Hopefully you noticed from the screen shots above, to query Azure Resource Graph data from Log Analytics, we need to use a pattern arg(“”) with the table name. Calling arg(“”) tells the Kusto engine to query the underlying Azure Data Explorer cluster for Azure Resource Graph. You still need the same rights as you would in ARG, IE read access to anything you want to query.
I’ll have more examples on my repo in the next few days.(Full Examples here AzureResourceGraph-Examples/Alerts/ResourceGraphAlerting/Alerting.MD at master · scautomation/AzureResourceGraph-Examples · GitHub) There is also more to setting up an alert, which I will have a subsequent post on. But for now here’s some I have personally verified working with Alerts in Azure Monitor.
This first one was the most obvious one ever. It simply grabs any Azure or Arc machines and allows you to filter on tags.
let Threshold = 10m; arg("").Resources | where type =~ 'microsoft.compute/virtualmachines' or type =~ 'microsoft.hybridcompute/machines' | where isnotempty(tags) | where tags !has "hidden-" | mv-expand bagexpansion=array tags limit 400 | extend tagName = tags, tagValue = tags | where tagName == "Environment" and tagValue == "SandlotLab" | project ResourceId = id, tagName, tagValue | join ( Heartbeat | summarize LastHeartBeat = max(TimeGenerated), arg_max(SubscriptionId, ResourceGroup, Computer) by ResourceId) on ResourceId | where LastHeartBeat < ago(Threshold)
You could use the same concept for CPU/RAM/Disk alerts as well.
This next one works better as a report, maybe running 1 a day. But alert on Classic App Insights, which is out of support come February 2024.
arg("").Resources | where type =~ 'microsoft.insights/components' | extend WorkspaceType = properties.IngestionMode | where WorkspaceType =~ "ApplicationInsights" | project id, subscriptionId, resourceGroup, WorkspaceType
These next two are from the new Azure Update Manager which uses Azure Resource Graph to store its data, instead of Log Analytics like Azure Automation Update Management did.
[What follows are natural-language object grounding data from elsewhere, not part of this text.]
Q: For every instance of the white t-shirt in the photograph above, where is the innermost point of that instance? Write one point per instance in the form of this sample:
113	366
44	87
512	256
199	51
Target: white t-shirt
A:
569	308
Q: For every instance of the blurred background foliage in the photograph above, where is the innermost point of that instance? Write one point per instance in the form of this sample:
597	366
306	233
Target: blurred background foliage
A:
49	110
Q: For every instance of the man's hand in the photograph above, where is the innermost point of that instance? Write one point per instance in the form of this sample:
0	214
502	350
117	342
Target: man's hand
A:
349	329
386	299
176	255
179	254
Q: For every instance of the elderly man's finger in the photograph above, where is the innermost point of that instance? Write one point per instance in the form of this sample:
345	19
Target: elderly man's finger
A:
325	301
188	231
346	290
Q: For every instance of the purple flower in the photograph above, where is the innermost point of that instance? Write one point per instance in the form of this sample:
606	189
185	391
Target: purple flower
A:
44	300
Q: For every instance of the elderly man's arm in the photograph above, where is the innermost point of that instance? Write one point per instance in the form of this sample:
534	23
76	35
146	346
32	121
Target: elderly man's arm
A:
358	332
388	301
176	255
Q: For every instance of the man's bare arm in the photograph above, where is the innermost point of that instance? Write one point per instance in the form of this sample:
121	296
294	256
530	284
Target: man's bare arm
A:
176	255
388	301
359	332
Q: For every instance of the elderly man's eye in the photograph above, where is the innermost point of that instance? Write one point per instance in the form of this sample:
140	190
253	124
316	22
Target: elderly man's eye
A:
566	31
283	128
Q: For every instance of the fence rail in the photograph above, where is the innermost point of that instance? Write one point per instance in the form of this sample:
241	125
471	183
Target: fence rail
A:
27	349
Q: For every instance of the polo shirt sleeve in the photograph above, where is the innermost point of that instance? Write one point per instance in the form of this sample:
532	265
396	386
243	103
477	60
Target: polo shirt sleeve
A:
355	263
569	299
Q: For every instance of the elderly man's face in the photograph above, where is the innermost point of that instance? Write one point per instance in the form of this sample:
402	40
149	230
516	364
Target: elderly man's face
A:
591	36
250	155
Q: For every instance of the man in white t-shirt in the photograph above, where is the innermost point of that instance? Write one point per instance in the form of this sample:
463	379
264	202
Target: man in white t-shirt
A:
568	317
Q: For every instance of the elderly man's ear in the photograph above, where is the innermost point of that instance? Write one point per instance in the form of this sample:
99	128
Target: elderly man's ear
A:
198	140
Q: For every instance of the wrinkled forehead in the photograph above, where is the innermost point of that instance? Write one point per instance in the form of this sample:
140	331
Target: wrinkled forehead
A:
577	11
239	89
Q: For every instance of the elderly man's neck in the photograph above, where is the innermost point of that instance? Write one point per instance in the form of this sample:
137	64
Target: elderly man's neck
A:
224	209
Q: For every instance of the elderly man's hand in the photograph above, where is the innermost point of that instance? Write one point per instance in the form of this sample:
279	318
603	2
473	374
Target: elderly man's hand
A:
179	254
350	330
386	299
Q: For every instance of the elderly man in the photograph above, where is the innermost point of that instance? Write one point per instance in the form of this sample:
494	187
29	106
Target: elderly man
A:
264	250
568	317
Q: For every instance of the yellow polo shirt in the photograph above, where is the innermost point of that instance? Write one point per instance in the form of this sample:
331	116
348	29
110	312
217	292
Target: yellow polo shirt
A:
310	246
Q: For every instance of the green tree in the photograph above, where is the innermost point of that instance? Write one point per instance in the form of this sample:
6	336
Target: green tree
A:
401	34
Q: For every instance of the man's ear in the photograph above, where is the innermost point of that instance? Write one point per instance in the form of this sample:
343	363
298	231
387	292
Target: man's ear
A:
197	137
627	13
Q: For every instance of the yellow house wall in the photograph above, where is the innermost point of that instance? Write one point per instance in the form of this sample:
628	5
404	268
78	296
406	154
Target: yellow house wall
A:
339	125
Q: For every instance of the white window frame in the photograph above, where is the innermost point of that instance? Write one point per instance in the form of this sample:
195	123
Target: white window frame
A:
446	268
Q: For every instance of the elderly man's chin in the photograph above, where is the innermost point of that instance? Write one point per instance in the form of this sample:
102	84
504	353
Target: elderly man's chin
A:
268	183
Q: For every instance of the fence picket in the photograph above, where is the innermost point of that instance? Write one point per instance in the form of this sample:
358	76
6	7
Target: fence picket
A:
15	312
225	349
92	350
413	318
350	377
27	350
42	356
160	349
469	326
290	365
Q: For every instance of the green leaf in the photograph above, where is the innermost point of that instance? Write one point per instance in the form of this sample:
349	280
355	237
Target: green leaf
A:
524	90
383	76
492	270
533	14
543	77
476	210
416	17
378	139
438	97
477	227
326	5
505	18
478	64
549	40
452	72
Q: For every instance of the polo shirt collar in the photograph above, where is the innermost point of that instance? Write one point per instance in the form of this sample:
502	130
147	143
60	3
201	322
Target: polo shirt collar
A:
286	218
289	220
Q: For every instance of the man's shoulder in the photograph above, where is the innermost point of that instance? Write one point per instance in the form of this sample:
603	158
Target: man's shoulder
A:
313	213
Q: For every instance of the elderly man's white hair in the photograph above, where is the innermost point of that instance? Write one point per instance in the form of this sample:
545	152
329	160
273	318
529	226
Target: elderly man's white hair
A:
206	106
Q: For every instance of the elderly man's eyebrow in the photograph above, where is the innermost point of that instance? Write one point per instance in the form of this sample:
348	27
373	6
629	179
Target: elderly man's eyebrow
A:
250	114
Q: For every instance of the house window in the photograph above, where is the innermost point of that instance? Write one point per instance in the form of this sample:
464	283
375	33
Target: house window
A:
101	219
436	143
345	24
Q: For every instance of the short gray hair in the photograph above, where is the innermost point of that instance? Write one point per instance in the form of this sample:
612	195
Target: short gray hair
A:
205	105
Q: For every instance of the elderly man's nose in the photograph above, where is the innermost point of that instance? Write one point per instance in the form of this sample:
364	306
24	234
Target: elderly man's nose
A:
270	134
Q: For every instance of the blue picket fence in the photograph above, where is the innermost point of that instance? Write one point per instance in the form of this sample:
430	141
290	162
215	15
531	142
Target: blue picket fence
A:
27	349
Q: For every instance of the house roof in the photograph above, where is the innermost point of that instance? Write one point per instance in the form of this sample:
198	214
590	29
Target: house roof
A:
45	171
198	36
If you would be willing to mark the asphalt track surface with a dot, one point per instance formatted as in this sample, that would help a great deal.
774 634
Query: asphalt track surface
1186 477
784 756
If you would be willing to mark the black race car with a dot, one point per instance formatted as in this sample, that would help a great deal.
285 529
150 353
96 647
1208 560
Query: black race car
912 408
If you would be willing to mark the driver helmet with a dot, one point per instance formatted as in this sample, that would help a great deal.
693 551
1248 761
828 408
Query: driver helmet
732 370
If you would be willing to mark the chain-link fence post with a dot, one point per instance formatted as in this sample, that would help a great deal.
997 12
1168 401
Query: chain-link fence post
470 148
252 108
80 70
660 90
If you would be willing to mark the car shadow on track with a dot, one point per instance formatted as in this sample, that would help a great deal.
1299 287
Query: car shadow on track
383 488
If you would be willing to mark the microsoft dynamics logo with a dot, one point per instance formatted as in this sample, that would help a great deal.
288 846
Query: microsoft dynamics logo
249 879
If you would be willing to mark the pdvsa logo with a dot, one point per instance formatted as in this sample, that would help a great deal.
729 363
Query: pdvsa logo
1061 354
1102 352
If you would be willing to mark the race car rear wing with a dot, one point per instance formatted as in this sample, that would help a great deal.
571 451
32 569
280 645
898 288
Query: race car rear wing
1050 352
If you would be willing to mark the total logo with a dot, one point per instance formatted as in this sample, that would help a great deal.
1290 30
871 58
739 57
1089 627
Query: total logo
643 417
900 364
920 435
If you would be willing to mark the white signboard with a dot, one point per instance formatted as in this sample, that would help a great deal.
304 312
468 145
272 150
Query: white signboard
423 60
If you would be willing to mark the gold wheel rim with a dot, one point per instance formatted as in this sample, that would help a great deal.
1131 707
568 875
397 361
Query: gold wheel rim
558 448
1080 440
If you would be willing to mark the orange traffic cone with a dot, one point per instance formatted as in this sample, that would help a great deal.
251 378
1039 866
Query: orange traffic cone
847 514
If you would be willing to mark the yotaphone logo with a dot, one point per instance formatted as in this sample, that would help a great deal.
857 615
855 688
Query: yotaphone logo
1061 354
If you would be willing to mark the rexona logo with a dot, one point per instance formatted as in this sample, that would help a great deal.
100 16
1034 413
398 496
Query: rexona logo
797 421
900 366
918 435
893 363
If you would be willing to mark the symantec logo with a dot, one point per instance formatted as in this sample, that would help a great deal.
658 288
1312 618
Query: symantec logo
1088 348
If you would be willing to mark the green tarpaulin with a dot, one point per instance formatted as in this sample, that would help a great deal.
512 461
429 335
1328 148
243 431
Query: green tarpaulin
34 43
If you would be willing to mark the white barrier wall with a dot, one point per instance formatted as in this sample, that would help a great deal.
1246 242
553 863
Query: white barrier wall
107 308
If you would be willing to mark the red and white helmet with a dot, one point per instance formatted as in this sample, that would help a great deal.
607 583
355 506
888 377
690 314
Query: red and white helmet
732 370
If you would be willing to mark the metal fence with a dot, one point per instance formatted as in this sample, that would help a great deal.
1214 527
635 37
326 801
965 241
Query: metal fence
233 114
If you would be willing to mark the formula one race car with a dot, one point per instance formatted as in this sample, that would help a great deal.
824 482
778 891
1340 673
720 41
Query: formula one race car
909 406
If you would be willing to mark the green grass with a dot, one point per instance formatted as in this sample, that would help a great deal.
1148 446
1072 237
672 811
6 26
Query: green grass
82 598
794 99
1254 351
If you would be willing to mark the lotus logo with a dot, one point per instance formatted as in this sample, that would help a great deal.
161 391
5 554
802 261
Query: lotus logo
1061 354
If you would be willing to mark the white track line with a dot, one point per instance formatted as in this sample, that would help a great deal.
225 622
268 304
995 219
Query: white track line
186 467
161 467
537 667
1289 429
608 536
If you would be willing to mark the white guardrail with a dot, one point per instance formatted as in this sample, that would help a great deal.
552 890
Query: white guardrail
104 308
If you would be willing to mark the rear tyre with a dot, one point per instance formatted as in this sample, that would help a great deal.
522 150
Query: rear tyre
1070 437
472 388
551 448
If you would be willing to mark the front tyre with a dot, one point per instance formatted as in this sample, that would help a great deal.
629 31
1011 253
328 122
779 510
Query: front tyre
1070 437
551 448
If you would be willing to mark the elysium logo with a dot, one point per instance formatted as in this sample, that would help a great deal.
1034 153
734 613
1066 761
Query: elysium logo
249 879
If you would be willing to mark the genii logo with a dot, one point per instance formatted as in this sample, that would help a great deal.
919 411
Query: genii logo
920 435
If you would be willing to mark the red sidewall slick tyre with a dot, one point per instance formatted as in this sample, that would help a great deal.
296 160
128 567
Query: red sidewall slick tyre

This one will alert if an update run fails or times out.
arg("").maintenanceresources | extend failed = toint(properties.resourceUpdateSummary.failed), timeout = toint(properties.resourceUpdateSummary.timedout), maintenanceId = tostring(properties.maintenanceConfigurationId), EndTime = todatetime(properties.endDateTime) | where failed > 0 or timeout > 0 | where EndTime > ago(12h) | summarize Failed=count() by maintenanceId
And this one will alert for machines pending updates.
arg("").patchassessmentresources | where type has "softwarepatches" | extend id = tolower(id) | parse id with resourceId "/patchassessmentresults" * | where isnotnull(properties.kbId) | extend MissingUpdate = tostring(properties.patchName), Classification = tostring(properties.classifications) | extend UpdatesNeeded = pack_array(MissingUpdate, Classification) | summarize UpdatesNeeded = make_set(UpdatesNeeded), Count= count() by resourceId
Azure Monitor Alerts won’t pass the dynamic array object, however you can click on the alert to see what updates it needs. I need to see if I can modify it such that the set of updates needed is still a bag, but not dynamic array and the alert system includes it in the notification.
Once I’m able to actually test my Policy alerts I’ll add them to my github. Along with many others I’m working on.
Try it out, definitely send feedback back to the team. Having been briefly involved I can say this took effort from 3 different product groups working together for over a year to bring this all together. So its really cool to see it finally available.